The people I’m talking about are usually ones we’ve read about in the newspapers, so the term, ”Known to police”, often applies.  You can abuse your wife and kids, kick your dog, throw rocks though your neighbor’s windows, screw hookers, and die by being run down by a big-rig while wandering down the middle of a road in a drug and alcohol-induced fog, and someone will still be quoted as saying, But in his entire life, he never once parked in a handicap spot.

Case in point, a body was found in a local park.  Two days later, the papers report that a male has been arrested and charged with manslaughter.  So far, nothing unusual.  The papers don’t give names, so the dead guy could be Bob, or, Nkwumbe.  But then, the guy named Bob gets easy, cheap bail, and Nkwumbe‘s relatives start wailing.  Black guy is killed and white guy gets out, it’s racism!  Two days later, about a hundred people, mostly South Sudanese, but with some whites among them, march on city hall.  Why city hall?  They acknowledge to the local paper, that they played the race card too soon, but now wish to complain that the police aren’t providing them enough information.  March on the police station.  See how long that lasts.

Bob says, he and his girlfriend were walking through the park, and the black guy accosted them with a replica pistol and tried to rob them.  He dug into his backpack, pulled out a knife, stabbed the black guy once, and they ran for it.  Nkwumbe’s mother and sisters insist that he would never do such a thing.  He just got out of jail after serving four months for assault, but, he was turning his life around.  He’s a good boy now.  Yeah, right!

I’m going to keep an eye on this story.  Even assuming that the black guy actually was the deserving criminal we believe he is, there are a couple of questions I have about the white “victim.”  If he really thought that the gun was real, how did he have the time and the presence of mind, to dig in a backpack, for a knife that he just happened to be carrying?  If he knew the gun was a fake, how and why did he get close enough to kill the black guy with one stab?  Having stabbed him and run for their lives, why didn’t they report the altercation to the police?  There’s more to this than meets the eye but, if Nkwumbe was at home on the couch, minding his own business, his mama wouldn’t have to whitewash a black man.

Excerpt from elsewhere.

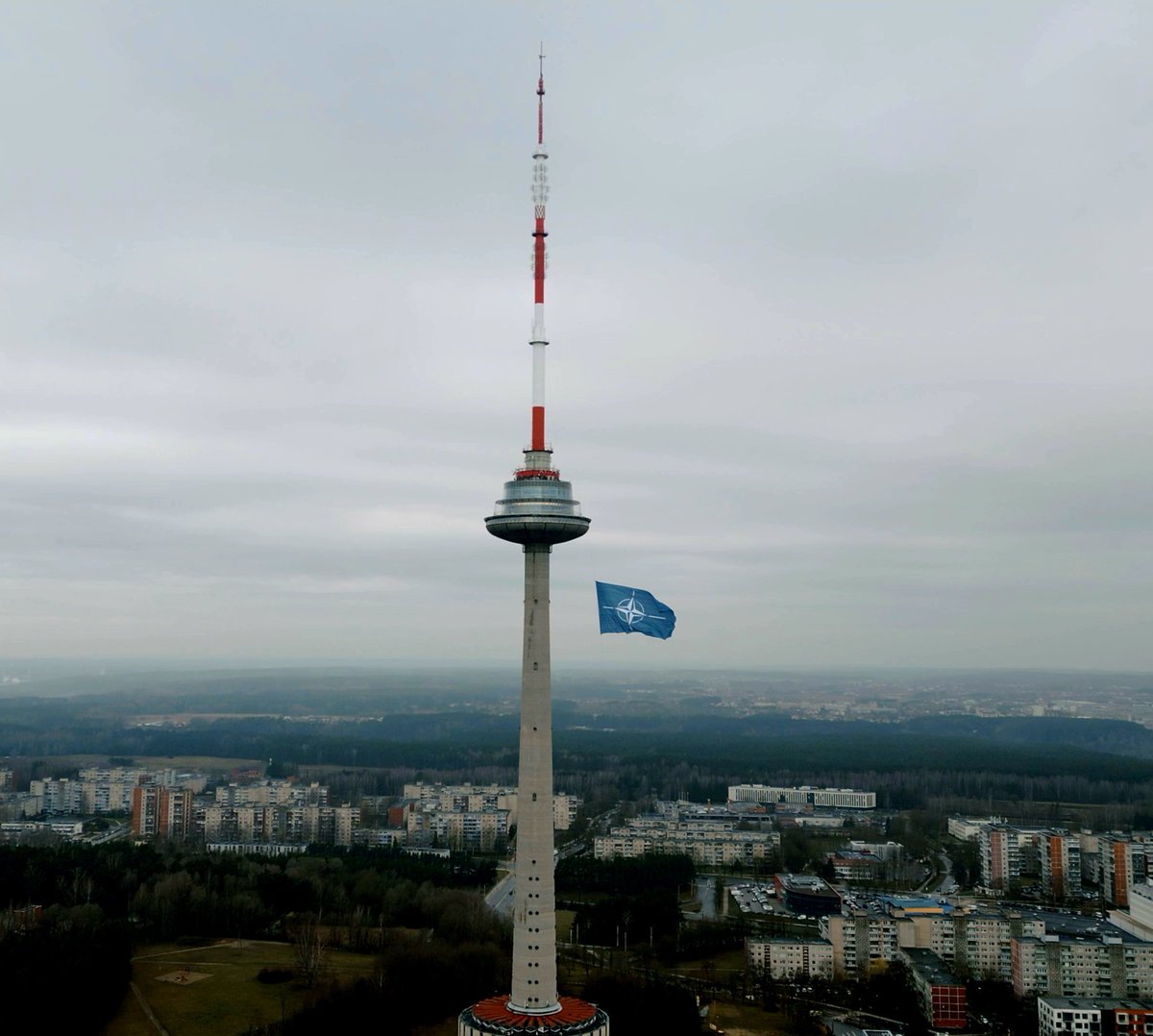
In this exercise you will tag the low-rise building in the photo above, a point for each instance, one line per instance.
(1084, 1017)
(807, 894)
(1060, 965)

In another case of not taking responsibility for one’s actions, we have a man in Toronto on trial for murder.  He and his buddy, both crack addicts, were roaming the streets, when they encountered a man at an ATM.  They staggered over to harass the guy, and his friend sucker-punched him.  They giggled, and lurched on down the street.  Here’s where it went bad.  Like the Zimmerman guy in Florida, who shot the Negro kid after being told by police to ignore him and not get out of the car, the victim got four of his buddies from a bar and went out to find them.

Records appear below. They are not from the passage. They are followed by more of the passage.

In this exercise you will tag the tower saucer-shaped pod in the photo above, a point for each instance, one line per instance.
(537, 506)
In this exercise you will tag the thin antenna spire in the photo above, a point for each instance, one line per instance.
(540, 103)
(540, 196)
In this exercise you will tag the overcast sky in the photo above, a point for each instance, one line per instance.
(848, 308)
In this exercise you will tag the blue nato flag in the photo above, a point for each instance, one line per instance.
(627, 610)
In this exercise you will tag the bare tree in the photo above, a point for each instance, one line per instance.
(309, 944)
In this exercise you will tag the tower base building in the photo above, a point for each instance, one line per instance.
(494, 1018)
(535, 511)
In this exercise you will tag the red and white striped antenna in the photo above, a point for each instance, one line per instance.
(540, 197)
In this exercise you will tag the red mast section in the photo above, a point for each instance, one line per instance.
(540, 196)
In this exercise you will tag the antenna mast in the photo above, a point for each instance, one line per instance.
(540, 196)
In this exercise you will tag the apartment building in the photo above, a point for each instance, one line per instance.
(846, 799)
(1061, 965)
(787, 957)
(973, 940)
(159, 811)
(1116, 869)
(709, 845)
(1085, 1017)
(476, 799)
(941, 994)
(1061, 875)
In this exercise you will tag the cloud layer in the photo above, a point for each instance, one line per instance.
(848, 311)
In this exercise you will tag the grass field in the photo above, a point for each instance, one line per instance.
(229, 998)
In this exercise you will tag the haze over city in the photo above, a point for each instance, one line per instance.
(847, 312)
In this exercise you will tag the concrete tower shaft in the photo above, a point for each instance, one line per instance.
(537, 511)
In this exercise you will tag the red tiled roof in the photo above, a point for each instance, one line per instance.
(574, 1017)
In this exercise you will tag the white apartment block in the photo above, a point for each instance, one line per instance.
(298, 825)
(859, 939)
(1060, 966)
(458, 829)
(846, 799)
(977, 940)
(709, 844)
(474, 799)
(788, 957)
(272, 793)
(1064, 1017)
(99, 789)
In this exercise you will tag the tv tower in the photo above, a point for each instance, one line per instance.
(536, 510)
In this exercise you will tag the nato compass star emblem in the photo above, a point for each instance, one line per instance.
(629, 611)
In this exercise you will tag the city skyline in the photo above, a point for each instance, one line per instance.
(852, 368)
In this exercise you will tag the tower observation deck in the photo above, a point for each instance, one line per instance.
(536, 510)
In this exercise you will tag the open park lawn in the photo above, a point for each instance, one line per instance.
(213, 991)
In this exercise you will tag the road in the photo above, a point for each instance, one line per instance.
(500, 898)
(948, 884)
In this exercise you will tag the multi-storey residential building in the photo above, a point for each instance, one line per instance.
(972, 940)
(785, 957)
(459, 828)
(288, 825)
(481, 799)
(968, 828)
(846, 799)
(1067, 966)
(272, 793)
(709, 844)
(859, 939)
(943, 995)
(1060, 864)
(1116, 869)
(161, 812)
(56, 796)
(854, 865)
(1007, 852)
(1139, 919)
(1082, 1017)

Five drunks against two crack-heads, not good odds or conducive to a good ending.  They caught up to them at a pedestrian tunnel, where crackerbox bashed his head with a brick, and then stomped it several times, killing him.  Trying to beat the murder rap, he’s playing it as self-defense.  He claims that, after he hit him with the brick and knocked him down, the guy trying to stumble back to his feet constituted a danger, so he stomped him.  It was all spur-of-the-moment.  The victim’s grandmother asks, if it wasn’t premeditated, why did he have a brick?  It might have just been lying on the ground.  I know, if five guys approached me, at night, in a tunnel, I’d be looking for something too.

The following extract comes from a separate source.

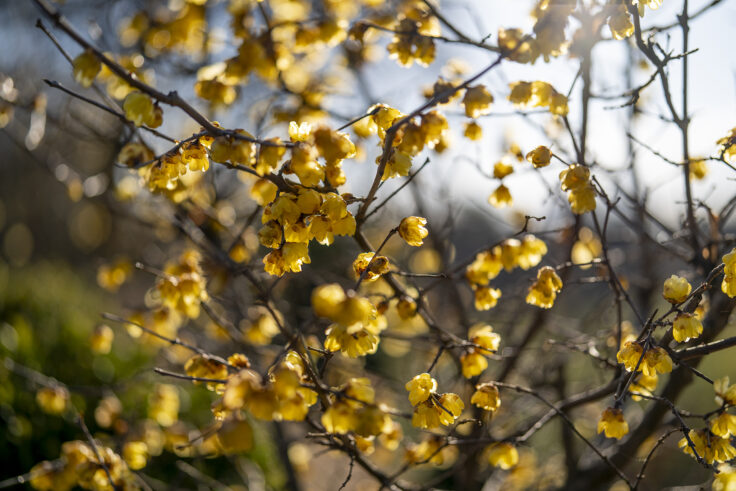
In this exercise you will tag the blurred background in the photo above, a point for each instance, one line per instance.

Now he’s trying to get sympathy, and lighter sentencing, from the judge.  His lawyer cited a difficult childhood and a troubled life.  He’s abused booze and drugs since he was nine.  Just once, I’d like to hear one of these guys admit, “My Mom and Dad were fine, I’m just a shithead.”  He’ll probably find Jesus in jail.  Why is it that so many jerks give their life to God, only after f**cking it up so badly, that nobody else wants it?

Meanwhile, it turns out that the victim, who was partying in a bar, and then went out looking for trouble with four of his friend, and found it, was an award-winning hockey player who was about to start a job with a Boston legal firm in three days.  And he liked kittens, and helped old ladies across the street.